Because the embryos Huang’s team used were initially created for in vitro fertilization, not for research, the work would already have overcome many of the ethical hurdles it would face in other countries too, adds Tetsuya Ishii, who studies bioethics and policy at the University of Hokkaido in Sapporo, Japan.

Next steps

Applying gene editing to human embryos could answer plenty of basic scientific questions that have nothing to do with clinical applications, says George Daley, a stem-cell biologist at Harvard Medical School, who supports editing of human embryos in vitro for research purposes.

For instance, altering developmental genes with CRISPR/Cas9 could help to reveal their functions. “Some questions about early human development can only be addressed by studying human embryos,” he says.
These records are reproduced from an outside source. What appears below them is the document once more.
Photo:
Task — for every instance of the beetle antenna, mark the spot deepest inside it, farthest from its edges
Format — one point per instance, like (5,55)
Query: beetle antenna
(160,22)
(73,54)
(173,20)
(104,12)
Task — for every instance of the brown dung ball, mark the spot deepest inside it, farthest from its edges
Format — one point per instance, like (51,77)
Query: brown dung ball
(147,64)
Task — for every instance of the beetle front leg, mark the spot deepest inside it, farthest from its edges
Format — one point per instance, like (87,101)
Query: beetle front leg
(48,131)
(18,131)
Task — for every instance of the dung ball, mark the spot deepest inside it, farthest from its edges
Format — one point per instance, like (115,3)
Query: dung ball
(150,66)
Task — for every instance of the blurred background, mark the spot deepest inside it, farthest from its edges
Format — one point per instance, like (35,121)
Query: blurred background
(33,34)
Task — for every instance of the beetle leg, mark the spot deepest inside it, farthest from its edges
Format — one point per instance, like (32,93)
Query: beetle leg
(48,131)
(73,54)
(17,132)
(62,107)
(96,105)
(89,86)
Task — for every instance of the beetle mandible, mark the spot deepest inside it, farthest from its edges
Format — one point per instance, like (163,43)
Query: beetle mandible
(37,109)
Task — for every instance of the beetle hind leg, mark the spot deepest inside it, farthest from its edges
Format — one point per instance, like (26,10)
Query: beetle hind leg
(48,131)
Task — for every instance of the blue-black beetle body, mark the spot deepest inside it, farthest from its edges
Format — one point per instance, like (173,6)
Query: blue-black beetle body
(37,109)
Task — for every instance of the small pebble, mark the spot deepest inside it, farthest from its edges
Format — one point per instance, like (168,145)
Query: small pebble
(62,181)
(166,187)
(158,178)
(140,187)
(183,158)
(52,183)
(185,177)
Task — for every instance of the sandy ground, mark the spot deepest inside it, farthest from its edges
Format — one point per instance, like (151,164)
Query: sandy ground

Gene editing could also be used to engineer specific disease-related mutations in an embryo, which could then be used to produce embryonic stem cells that could act as models for testing drugs and other interventions for disease, says Daley.

Huang now plans to work out how to decrease the number of off-target mutations using adult human cells or animal models.

Still, researchers expect to see more gene-editing studies in human embryos. “The ubiquitous access to and simplicity of creating CRISPRs,” says Lanphier, whose company applies gene-editing techniques to adult human cells, “creates opportunities for scientists in any part of the world to do any kind of experiments they want.” He expects that more scientists will now start work on improving on the results of the Huang paper. A Chinese source familiar with developments in the field said that at least four groups in China are pursuing gene editing in human embryos.